“Hello, every one!” said his big, reassuring voice. “How’s Mother? Hello, Aunt Sanna—and Miss Page, too! Well, this is fun, isn’t it? Yes, Miss Babbie, I’ve heard of Sally, Sally Borroughs, as she is now—”
“What! Married?” said every one at once, and Mrs. Toland, making an impressive entrance with Richie, sank into a deep chair and echoed: “Married?”
“Married, Mother dear,” said Jim. “They found me in Dad’s office at five o’clock; Keith’s father, a fierce sort of man, was with them, and was for calling the whole thing off. Sally was crying, poor girl, and Keith miserable—”
“Oh, poor old Sally!” said Barbara’s tender voice.
“You should have brought her straight home to me!” Mrs. Toland added severely.

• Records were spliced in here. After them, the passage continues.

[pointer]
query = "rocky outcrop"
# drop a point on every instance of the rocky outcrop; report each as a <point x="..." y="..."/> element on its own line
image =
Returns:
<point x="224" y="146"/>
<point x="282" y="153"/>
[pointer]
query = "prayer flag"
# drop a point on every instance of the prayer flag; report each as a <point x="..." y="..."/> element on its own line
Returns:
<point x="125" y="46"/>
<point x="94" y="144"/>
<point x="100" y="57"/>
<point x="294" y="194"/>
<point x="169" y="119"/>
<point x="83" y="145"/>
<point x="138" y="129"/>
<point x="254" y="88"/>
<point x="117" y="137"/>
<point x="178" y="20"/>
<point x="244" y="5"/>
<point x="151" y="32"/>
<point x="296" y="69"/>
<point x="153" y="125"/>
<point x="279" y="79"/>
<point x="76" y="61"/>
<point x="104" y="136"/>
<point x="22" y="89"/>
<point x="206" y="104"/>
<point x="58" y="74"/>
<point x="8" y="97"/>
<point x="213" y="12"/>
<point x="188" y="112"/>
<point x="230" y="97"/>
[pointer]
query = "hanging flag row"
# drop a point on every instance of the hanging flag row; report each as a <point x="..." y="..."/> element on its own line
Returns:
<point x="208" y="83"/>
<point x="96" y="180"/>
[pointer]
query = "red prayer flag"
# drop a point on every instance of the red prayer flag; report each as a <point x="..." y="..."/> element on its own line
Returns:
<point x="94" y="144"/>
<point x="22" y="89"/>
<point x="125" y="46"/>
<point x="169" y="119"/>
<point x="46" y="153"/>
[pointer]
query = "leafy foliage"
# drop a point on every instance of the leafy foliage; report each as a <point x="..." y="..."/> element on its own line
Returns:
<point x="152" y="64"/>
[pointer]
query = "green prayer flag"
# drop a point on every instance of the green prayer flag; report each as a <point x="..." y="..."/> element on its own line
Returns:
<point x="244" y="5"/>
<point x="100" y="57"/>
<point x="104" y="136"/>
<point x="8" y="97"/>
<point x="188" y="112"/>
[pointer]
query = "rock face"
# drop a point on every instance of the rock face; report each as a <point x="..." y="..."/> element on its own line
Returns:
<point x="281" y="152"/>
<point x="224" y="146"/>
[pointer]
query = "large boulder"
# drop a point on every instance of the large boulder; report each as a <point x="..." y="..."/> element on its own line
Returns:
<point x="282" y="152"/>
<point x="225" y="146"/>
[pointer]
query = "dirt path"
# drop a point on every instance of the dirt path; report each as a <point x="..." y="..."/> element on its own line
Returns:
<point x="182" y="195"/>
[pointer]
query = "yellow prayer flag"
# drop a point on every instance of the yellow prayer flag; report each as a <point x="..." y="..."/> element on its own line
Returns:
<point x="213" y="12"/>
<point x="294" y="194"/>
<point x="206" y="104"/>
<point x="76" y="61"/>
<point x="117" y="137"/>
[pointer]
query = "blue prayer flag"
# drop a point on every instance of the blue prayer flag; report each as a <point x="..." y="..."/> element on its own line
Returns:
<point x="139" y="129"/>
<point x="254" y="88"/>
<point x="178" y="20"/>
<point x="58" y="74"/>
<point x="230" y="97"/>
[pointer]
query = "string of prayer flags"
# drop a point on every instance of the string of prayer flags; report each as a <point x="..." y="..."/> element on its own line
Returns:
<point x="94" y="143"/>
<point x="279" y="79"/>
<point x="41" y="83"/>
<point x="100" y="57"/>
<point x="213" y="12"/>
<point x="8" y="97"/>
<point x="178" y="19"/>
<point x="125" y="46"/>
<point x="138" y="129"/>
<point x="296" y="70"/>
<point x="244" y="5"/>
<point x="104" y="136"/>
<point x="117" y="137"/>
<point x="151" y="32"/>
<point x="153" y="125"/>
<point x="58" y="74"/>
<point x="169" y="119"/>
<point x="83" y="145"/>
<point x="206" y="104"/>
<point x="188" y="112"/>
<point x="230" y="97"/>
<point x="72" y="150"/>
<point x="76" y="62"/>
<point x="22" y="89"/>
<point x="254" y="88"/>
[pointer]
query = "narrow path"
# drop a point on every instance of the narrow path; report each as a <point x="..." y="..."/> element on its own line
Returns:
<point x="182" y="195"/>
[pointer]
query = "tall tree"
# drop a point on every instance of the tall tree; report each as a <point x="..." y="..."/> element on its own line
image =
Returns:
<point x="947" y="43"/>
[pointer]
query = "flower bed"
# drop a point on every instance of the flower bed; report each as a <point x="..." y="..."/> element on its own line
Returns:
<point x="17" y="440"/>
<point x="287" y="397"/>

“Well, so I thought at first. But they had their license, which would be in the morning papers anyway, and Sally had done the fool thing of mailing letters to two girl friends when she left here this morning—”
“She left me a mere scribble, pinned to her pin-cushion,” said her mother, magnificently. “Just as any common actress—”
“Oh, Mother! it wasn’t pinned to her cushion at all!” Barbara protested. “She had no pincushion, she has a pin tray.”
“I hardly see how it matters, Babbie; it was on her bureau, anyway! Just like a servant girl!” Mrs. Toland persisted.
“Well, anyway, it seemed best to push it right through,” said Jim, “especially as they persisted that they would do it again or die— or rather, Sally did!”
“Oh, Jim, don’t!” wailed Sally’s mother. “Poor, deluded child!”
“I don’t mean that Keith wasn’t fiery enough,” Jim hastened to say. “He’s a decent enough little fellow, and he’s madly in love. So we all went up to the French church, and Father Marchand married them—”
“A child of mine!” said Mrs. Toland, stricken.
“Keith’s father and I witnessed,” pursued Jim, “and we both kissed the bride—”
“Sally! And she was such a dear sweet baby!” whispered Mrs. Toland, big tears beginning to run down her cheeks.
“Ah, Mother!” Constance said soothingly, at her mother’s knees.
“Sally’s of age, of course,” Jim argued soothingly, “and one couldn’t bring her home like a child. The thing would have gotten out, and she’d have been a marked girl for life! There’s really no reason why they shouldn’t marry, and the boy—Keith, that is, put her into a carriage quite charmingly, and they drove off. They’ll go no farther than Tamalpais or the Hotel Rafael, probably, for Keith has to be back at work on Monday, and I made him promise to bring Sally here on Sunday night.”
“And what will they live on?” Mrs. Toland asked stonily.
“That isn’t worrying them. Sally has—what? From those bonds of her grandfather’s?”
“Three hundred a year,” Mrs. Toland said discouragingly.
“And Keith gets fifty-five a month. That’s eighty—h’m!” pursued Jim.